20 Seiten, Note: 2,0


Leseprobe


Inhaltsverzeichnis

1. Einleitung

2. Einführung in die Movierung
2.1 Grundsätzliches
2.2 Funktion der Movierung
2.3 Möglichkeiten der Geschlechtsspezifikation
2.4 Realisierung der Movierung

3. Relation von Genus und Sexus
3.1 Grundsätzliches zum Verhältnis
3.2 Genusbestimmung anhand morphologischer Elemente
3.3 Das Maskulinum – eine generische Annährung

4. Wandel der Produktivität der Movierung
4.1 Im Althochdeutschen
4.2 Im Mittelhochdeutschen
4.3 Im Neuhochdeutschen

5. Schlussbetrachtungen

6. Literaturverzeichnis

1. Einleitung

Die in den letzten Jahren immer häufiger auftretenden Debatten über das gendergerechte Formulieren gaben mir den Anstoß zum Verfassen dieser Arbeit. Die unterschiedlichen Möglichkeiten der Realisierung dieser Formulierungen, die angeboten werden, wie etwa das Binnen-I, Paarformen oder andere Varianten bieten großen Raum für den sprachwissenschaftlichen Diskurs (Rabofski 1990: I).

Viele der genannten Maßnahmen enthalten die Verwendung femininer Personenbezeichnungen, welche sich durch die Movierung, ein Wortbildungsverfahren, herausentwickelt haben.

In diesem Zusammenhang erschien mir eine nähere Untersuchung dieser movierten Bildungen als spannend und aktuell. Diese Proseminararbeit versucht also, das Wortbildungsverfahren der Movierung näher zu behandeln und deren synchrone Restriktionen zu erläutern.

Zunächst wird Grundlegendes zur Movierung dargestellt, wobei zusätzlich auf die Funktion dieses Wortbildungsverfahrens in der deutschen Sprache eingegangen wird. Im zweiten Teil dieses Kapitels werden weitere Möglichkeiten der Geschlechtsspezifikation präsentiert und konzise mit der Movierung verglichen. Hinzu kommt eine kurze Annährung an das Thema „generisches Maskulinum“ mit einer historischen Betrachtung dessen. Im dritten Kapitel wird in verkürzter Form auf das Verhältnis zwischen Genus und Sexus eingegangen, wobei spezieller Fokus auf die Bestimmung des Genus anhand morphologischer Elemente gelegt wird. Auf die Bestimmung des Genus anhand semantischer und lautlicher Elemente wird verzichtet, da dies den Rahmen einer Proseminararbeit sprengen würde.

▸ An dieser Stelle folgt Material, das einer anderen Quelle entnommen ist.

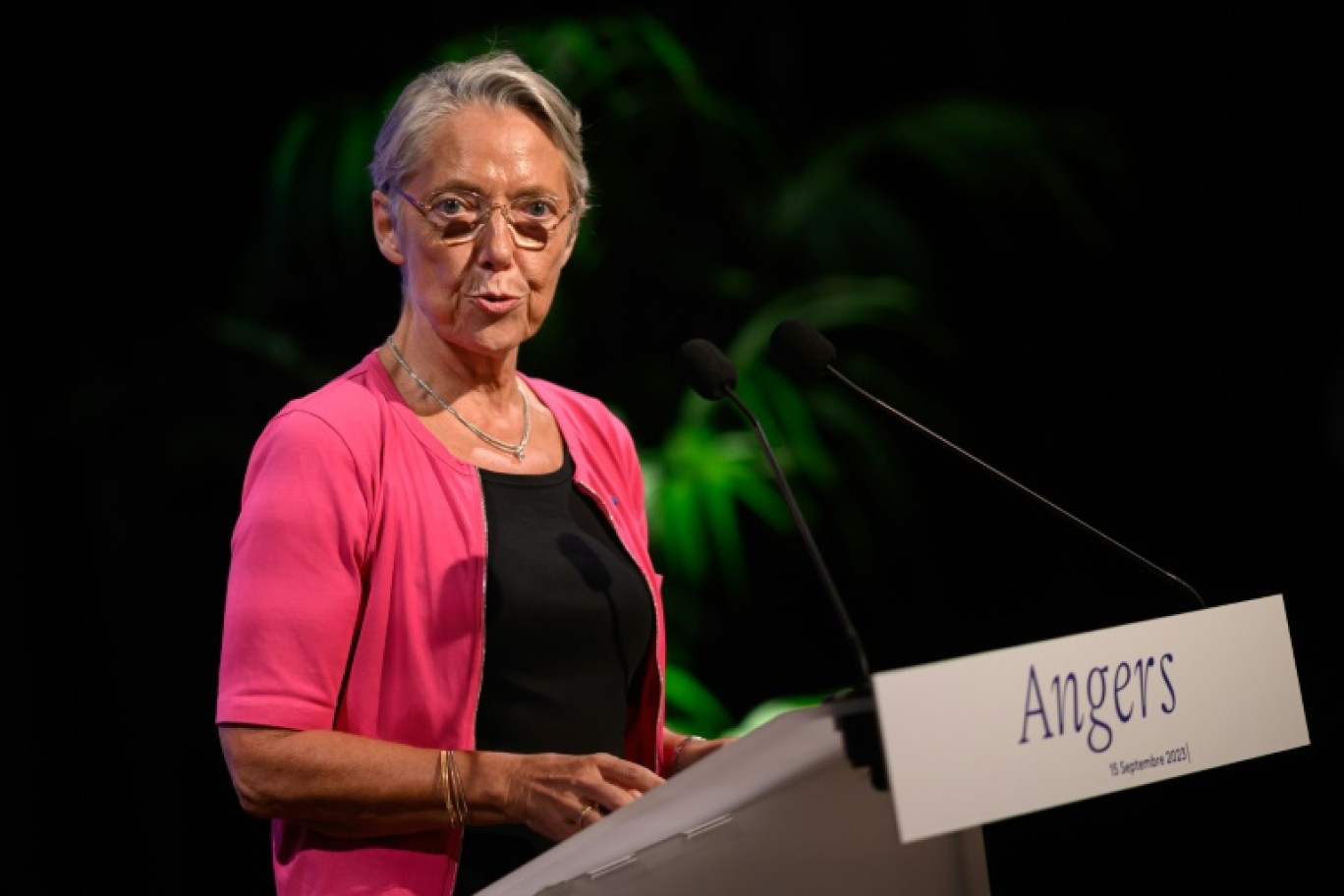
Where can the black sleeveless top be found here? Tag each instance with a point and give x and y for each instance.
(569, 621)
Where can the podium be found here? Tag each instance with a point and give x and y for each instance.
(782, 811)
(811, 804)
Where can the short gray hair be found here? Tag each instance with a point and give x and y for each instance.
(497, 78)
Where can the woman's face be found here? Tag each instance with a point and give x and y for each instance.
(484, 295)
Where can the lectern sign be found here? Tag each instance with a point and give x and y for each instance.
(1012, 731)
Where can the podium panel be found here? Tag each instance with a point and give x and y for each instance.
(782, 812)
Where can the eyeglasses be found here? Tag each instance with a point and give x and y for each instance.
(460, 214)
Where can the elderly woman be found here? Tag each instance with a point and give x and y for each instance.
(442, 643)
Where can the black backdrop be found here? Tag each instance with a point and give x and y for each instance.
(1199, 417)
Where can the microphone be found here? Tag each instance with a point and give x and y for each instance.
(810, 355)
(709, 372)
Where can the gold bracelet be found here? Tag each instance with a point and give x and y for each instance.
(446, 785)
(459, 790)
(676, 754)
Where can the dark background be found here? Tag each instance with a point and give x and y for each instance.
(1180, 391)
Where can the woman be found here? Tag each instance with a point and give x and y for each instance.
(444, 643)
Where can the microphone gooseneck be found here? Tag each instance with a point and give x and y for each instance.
(709, 372)
(807, 352)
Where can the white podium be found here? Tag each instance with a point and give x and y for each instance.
(887, 794)
(782, 811)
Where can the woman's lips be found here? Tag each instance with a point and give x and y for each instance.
(497, 304)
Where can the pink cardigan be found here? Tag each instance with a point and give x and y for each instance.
(361, 544)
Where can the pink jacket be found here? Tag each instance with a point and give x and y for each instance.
(359, 558)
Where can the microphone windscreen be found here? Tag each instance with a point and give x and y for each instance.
(704, 368)
(802, 348)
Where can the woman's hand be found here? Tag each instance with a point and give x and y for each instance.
(554, 794)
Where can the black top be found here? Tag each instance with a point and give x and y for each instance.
(569, 621)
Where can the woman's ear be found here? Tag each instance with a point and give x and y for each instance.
(384, 229)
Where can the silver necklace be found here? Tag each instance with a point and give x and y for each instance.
(516, 450)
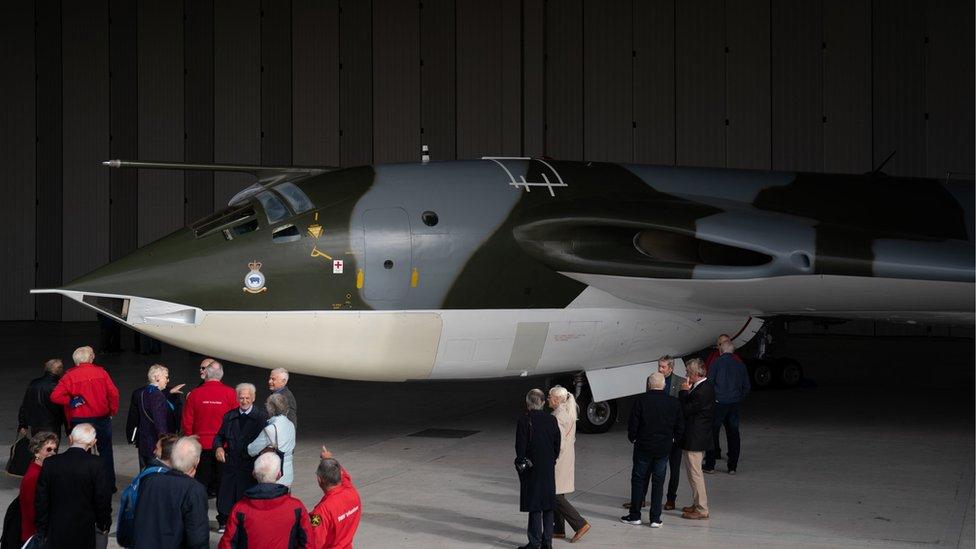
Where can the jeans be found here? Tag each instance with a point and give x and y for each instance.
(655, 467)
(727, 415)
(103, 442)
(539, 529)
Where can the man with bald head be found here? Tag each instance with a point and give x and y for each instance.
(655, 424)
(73, 497)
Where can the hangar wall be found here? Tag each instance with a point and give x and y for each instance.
(820, 85)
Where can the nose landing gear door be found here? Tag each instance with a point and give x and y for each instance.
(388, 256)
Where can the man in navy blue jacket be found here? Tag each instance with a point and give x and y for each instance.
(656, 423)
(731, 381)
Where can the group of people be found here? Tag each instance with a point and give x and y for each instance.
(214, 443)
(675, 423)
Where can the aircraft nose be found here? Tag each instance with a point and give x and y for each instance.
(134, 288)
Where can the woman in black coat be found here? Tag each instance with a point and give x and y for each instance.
(537, 440)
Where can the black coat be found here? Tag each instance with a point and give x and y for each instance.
(154, 414)
(171, 513)
(73, 498)
(656, 422)
(698, 406)
(37, 411)
(537, 438)
(236, 432)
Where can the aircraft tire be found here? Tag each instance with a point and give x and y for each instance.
(791, 373)
(595, 417)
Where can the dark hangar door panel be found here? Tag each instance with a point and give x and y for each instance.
(387, 268)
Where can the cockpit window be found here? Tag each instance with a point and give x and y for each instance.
(221, 218)
(273, 207)
(296, 198)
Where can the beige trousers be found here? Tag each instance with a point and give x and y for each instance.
(692, 464)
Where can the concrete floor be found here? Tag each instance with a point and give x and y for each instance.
(878, 452)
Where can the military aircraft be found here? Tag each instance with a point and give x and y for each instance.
(582, 271)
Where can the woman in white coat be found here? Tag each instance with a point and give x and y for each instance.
(564, 407)
(278, 434)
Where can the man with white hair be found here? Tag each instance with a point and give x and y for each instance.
(278, 383)
(267, 515)
(153, 411)
(73, 497)
(731, 379)
(204, 411)
(239, 428)
(655, 424)
(171, 512)
(89, 396)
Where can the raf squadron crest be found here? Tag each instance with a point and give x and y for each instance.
(254, 279)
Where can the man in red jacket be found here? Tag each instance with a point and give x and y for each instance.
(267, 516)
(204, 410)
(89, 396)
(336, 516)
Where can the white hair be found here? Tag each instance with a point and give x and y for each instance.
(566, 400)
(655, 381)
(155, 371)
(267, 467)
(83, 433)
(83, 354)
(281, 372)
(186, 454)
(214, 371)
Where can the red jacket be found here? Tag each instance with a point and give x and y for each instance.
(713, 356)
(89, 382)
(267, 516)
(336, 516)
(205, 408)
(28, 487)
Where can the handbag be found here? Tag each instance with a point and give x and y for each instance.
(523, 464)
(20, 457)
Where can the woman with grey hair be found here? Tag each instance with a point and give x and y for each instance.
(564, 408)
(277, 436)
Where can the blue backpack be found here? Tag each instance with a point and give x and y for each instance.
(127, 507)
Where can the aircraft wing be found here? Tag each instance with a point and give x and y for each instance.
(705, 255)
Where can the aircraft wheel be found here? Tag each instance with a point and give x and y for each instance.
(762, 375)
(791, 374)
(596, 417)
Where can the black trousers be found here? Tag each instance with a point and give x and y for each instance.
(208, 473)
(539, 530)
(565, 512)
(674, 471)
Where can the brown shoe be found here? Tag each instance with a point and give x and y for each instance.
(580, 533)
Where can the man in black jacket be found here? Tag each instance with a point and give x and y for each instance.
(537, 439)
(655, 424)
(239, 428)
(698, 404)
(73, 496)
(171, 512)
(37, 412)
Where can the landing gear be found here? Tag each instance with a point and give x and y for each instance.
(595, 417)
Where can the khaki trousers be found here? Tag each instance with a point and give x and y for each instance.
(692, 463)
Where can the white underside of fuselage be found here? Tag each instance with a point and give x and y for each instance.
(433, 344)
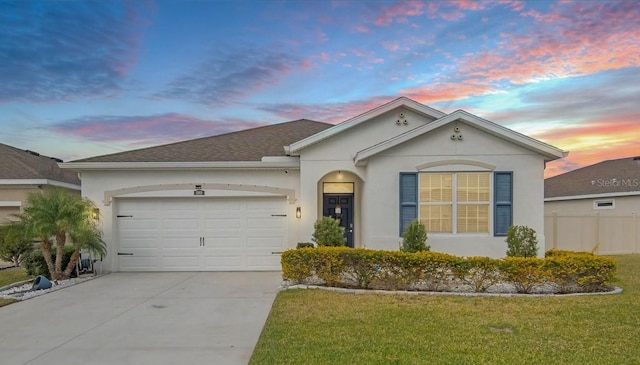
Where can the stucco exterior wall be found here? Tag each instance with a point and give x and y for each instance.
(13, 199)
(378, 208)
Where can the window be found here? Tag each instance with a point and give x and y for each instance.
(455, 202)
(604, 204)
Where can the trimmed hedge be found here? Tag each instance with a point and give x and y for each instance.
(35, 263)
(560, 272)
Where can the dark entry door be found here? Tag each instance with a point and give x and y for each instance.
(340, 207)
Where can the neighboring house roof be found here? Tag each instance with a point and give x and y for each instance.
(607, 178)
(550, 152)
(27, 167)
(350, 123)
(246, 145)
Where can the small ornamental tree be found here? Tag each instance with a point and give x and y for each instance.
(414, 238)
(14, 244)
(328, 232)
(522, 242)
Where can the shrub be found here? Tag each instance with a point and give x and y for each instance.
(478, 272)
(522, 242)
(557, 253)
(437, 269)
(328, 232)
(35, 264)
(14, 245)
(414, 238)
(297, 264)
(329, 264)
(362, 265)
(525, 273)
(580, 272)
(399, 270)
(393, 270)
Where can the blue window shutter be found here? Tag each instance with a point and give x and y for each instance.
(408, 198)
(502, 202)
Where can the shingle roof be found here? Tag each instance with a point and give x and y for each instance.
(246, 145)
(26, 165)
(611, 176)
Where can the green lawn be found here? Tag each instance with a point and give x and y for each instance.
(321, 327)
(10, 276)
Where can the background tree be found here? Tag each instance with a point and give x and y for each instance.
(328, 232)
(414, 237)
(14, 242)
(522, 242)
(54, 216)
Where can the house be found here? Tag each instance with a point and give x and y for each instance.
(235, 201)
(595, 208)
(23, 172)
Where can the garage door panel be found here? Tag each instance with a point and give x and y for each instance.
(137, 224)
(264, 261)
(139, 243)
(224, 261)
(225, 222)
(180, 223)
(140, 263)
(276, 222)
(273, 243)
(237, 233)
(222, 206)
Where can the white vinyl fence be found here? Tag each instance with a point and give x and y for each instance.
(604, 234)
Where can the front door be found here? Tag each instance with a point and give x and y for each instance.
(340, 207)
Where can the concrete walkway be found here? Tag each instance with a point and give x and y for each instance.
(142, 318)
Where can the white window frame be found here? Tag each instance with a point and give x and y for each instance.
(606, 204)
(454, 203)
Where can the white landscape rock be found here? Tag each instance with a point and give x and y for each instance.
(25, 291)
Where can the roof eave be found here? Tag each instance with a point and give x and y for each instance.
(295, 147)
(217, 165)
(36, 182)
(592, 196)
(549, 152)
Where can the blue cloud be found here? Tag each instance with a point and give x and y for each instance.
(52, 51)
(228, 75)
(147, 130)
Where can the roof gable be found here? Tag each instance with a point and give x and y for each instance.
(17, 164)
(606, 177)
(246, 145)
(413, 105)
(549, 152)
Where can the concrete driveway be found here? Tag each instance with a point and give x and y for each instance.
(142, 318)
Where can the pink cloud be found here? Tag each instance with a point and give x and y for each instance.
(577, 39)
(593, 141)
(327, 112)
(439, 92)
(398, 12)
(145, 130)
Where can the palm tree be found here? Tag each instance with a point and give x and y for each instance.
(55, 215)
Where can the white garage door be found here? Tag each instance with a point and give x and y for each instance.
(217, 234)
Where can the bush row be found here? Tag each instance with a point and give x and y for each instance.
(35, 263)
(560, 272)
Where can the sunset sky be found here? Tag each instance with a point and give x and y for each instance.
(85, 78)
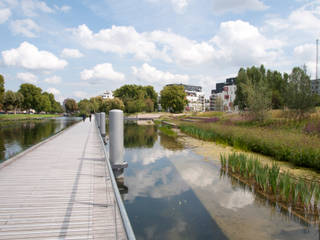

Den Hauptteil der Arbeit bildet die Untersuchung des Produktivitätswandels der Movierung zur Bildung femininer Nomina. Weiters möchte ich mich auf die Analyse synchroner Restriktionen der movierten Bildungen fokussieren, wobei ich einen vergleichenden Blick auf die Movierung des Althochdeutschen, des Mittelhochdeutschen und des Neuhochdeutschen werfen werde. Abschließend werde ich die Ergebnisse meiner Arbeit sammeln und ausgewertet präsentieren. 3

2. Einführung in die Movierung

2.1 Grundsätzliches

In einer Arbeit, die sich mit dem Wortbildungsverfahren der Movierung befasst, scheint es unumgänglich, dieses zumindest in den Grundzügen zu definieren. Aus diesem Grund wird der Prozess der Movierung in diesem Kapitel näher erläutert sowie auf deren Funktion und Realisierung eingegangen.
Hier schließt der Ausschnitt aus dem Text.